Prova irrefutável de que havia vida inteligente na lista dos dez concorrentes ao Oscar, "Entre Mulheres" chega finalmente a Londrina. Atrasado alguns dias, mas está disponível no Espaço Villa Rica o único trabalho assinado por uma mulher, e que levou a estatueta de melhor roteiro adaptado. Para completar, só fica faltando mesmo “O Triângulo da Tristeza”.

Em “Entre Mulheres”, duas meninas juntam suas tranças assim meio à toa, literalmente se unindo uma à outra. Não é apenas uma imagem, é um significativo comentário visual que a diretora Sarah Polley coloca na narrativa de maneira meio displicente, mas que fica com o espectador enquanto assiste ao filme “Women Talking”, a história de um grupo de mulheres que falam muito, todas com opiniões divergentes, eventualmente se unindo para tomar uma decisão. Que salvará suas vidas.

O filme é adaptado de uma novela baseada em angustiante história real sobre mulheres em uma isolada colônia rural menonita na Bolívia. Mulheres de várias faixas etárias, inclusive crianças, que na primeira década deste século foram drogadas e repetidamente estupradas enquanto dormiam pelos homens de sua comunidade – maridos, pais, irmãos, amigos, todos usufruindo das “regras” da dominação, do poder. Ataques que os autores, quando afinal presos (e condenados: há vários ainda cumprindo penas na Bolívia) atribuiram a Satanás ou à alucinações.

Há três elementos essenciais no roteiro de Polley e da escritora canadense Miriam Toews: o textual, que vem da novela, ambientado (como a vida da autora) em uma comunidade menonita; o visual, que a diretora Sarah Polley organiza com precisão estética, um olhar austero e o poder das elipses, para além do celeiro onde se passa grande parte da trama; e por fim a interpretação, já que ambos, texto e planejamento visual, deixam o peso da história na boca das atrizes, todas magníficas – Claire Foy, Jessie Buckley, Rooney Mara e Judith Ivey.

"Entre Mulheres" mostra mágoas e dúvidas sobre a violência contra mulheres
"Entre Mulheres" mostra mágoas e dúvidas sobre a violência contra mulheres | Foto: Divulgação

O filme defende sua posição, argumenta de forma sensata e apaixonada, mostra mágoas e dúvidas. Obviamente, o lugar onde se situa o ponto de vista é o da mulher diante do patriarcado dilacerante; na verdade, a presença do homem é intuída (exceto por um personagem masculino, o escrivão que faz o registro do dramático encontro das mulheres); mas ela está lá, sempre presente, invisível, ameaçadora, perigosa, violenta, mesquinha...
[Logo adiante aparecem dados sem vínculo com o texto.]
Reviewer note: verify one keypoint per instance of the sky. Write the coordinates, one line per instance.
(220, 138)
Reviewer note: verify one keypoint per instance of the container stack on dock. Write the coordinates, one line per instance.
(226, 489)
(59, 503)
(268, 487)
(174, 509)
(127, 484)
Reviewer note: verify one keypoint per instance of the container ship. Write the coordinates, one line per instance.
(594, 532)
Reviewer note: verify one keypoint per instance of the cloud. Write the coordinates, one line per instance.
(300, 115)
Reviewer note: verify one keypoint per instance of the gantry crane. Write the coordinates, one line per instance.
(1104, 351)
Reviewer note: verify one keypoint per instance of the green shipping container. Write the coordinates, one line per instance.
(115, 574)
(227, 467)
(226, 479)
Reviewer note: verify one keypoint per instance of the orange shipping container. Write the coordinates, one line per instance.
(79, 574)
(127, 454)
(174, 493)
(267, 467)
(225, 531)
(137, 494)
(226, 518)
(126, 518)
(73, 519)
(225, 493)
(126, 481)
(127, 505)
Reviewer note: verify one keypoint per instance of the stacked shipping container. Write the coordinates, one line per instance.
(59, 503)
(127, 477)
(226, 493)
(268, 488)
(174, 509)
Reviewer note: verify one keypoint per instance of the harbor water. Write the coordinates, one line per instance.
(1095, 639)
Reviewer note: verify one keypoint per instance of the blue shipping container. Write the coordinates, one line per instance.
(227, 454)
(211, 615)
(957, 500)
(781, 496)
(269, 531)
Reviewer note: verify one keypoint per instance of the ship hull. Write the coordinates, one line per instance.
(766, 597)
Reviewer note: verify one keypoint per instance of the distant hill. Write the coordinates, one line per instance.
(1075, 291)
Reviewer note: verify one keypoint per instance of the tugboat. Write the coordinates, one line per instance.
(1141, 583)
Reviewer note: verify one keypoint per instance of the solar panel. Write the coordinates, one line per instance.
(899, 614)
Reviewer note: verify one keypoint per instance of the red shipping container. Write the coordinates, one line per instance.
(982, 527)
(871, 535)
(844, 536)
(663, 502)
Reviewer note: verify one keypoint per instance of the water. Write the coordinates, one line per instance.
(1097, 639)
A terrível premissa inicial, já conhecida, não é verbalizada em nenhum momento. Sarah Polley foge da “recreação” macabra para se concentrar em todas aquelas mulheres que agora procuram uma solução, uma saída, um futuro. Se isso for possível. O filme então se apresenta quase como uma espécie de ensaio, como um procedimento, ou seja, como um ato da imaginação feminina, pois nada do que ele conta pareceria possível.

Essas mulheres são quase um experimento, um laboratório do que deveria ser uma democracia ideal (porque não é real, realista). Primeiro – embora não saibam ler nem escrever – votam nas alternativas propostas graças a alguns desenhos: (1) fica e não faz nada (2), vai embora, ou (3) fica e luta. Um empate entre as duas últimas reúne as mulheres mais importantes da comuna e inicia um debate que passa por todas as grandes questões e reflexões sobre a atual situação das mulheres (e, por que não, da sociedade e da espiritualidade).

Como você responde ao ódio e à violência acima da fé e das crenças? É possível perdoar? Perdoar e esquecer são a mesma coisa? Com que idade as sementes mais injustas e terríveis do meio social germinam nas crianças para transformá-las em monstros ou vítimas, como os mais velhos ? Essas poucas mulheres falam e falam e ouvem-se muito, enquanto os fantasmas do passado as assaltam, lampejos daqueles pesadelos que viveram noite após noite, abusos imperdoáveis e persistentes. Mas é preciso agir. O imobilismo pode ser mortal.